VwSen-110121/3/Kl/Rd Linz, am 14. Juli 2000

DVR.0690392

E R K E N N T N I S

Der unabhängige Verwaltungssenat des Landes Oberösterreich hat durch seine 8. Kammer (Vorsitzender: Dr. Konrath, Berichterin: Dr. Klempt, Beisitzer: Dr. Langeder) über die Berufung des K, vertreten durch Rechtsanwalt, gegen das Straferkenntnis der Bezirkshauptmannschaft Schärding vom 21.9.1999, VerkGe96-134-1999, wegen einer Verwaltungsübertretung nach dem Güterbeförderungsgesetz zu Recht erkannt:

I. Der Berufung wird insofern Folge gegeben, als die verhängte Geldstrafe auf 10.000 S, die Ersatzfreiheitsstrafe auf 33 Stunden, herabgesetzt wird. Im Übrigen wird das Straferkenntnis bestätigt.

II. Der Kostenbeitrag zum Verfahren erster Instanz ermäßigt sich auf 1.000 S (entspricht 72,67 €); zum Verfahren vor dem Oö. Verwaltungssenat ist kein Kostenbeitrag zu leisten.

Rechtsgrundlage:

zu I.: § 66 Abs.4 AVG iVm §§ 24, 19, 20 und 51 VStG.

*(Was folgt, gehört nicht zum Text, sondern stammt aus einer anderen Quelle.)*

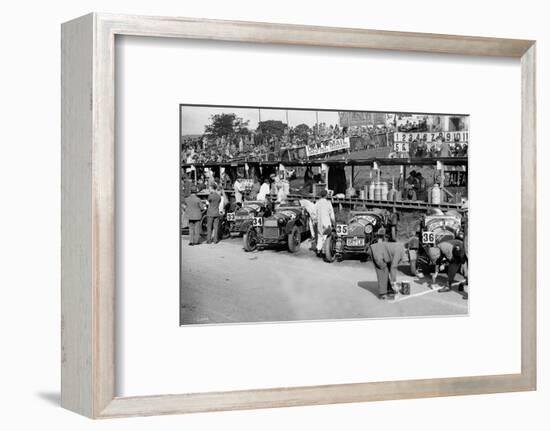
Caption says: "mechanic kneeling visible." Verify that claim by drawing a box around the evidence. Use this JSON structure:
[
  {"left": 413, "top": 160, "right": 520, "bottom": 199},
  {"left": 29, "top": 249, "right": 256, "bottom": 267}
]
[{"left": 369, "top": 227, "right": 405, "bottom": 299}]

zu II.: §§ 64 und 65 VStG.

Entscheidungsgründe:

1. Mit Straferkenntnis der Bezirkshauptmannschaft Schärding vom 21.9.1999, VerkGe96-134-1999, wurde über den Bw eine Geldstrafe von 20.000 S, für den Fall der Uneinbringlichkeit eine Ersatzfreiheitsstrafe von 67 Stunden, wegen einer Verwaltungsübertretung gemäß § 23 Abs.1 Z8 GütbefG iVm Art.5 Abs.4 dritter Satz der Verordnung (EWG) Nr. 881/92 verhängt, weil er am 31.8.1999 als Lenker des Lastkraftwagens mit dem deutschen Kennzeichen und dem Anhänger mit dem deutschen Kennzeichen (Zulassungsbesitzer: E), eine gewerbsmäßige Beförderung von Gütern (Sammelgut) von Wien in Richtung Frankfurt, Deutschland, durchgeführt hat, ohne dass er bei diesem grenzüberschreitenden gewerblichen Güterkraftverkehr im Fahrzeug am 31.8.1999 um 10.00 Uhr auf dem Amtsplatz des Zollamtes Suben, bei Strkm. 75,000, Gemeindegebiet Suben, eine auf den Namen des Transportunternehmens (E) ausgestellte beglaubigte Abschrift der Gemeinschaftslizenz gemäß der Verordnung (EWG) Nr. 881/92 mitgeführt hat.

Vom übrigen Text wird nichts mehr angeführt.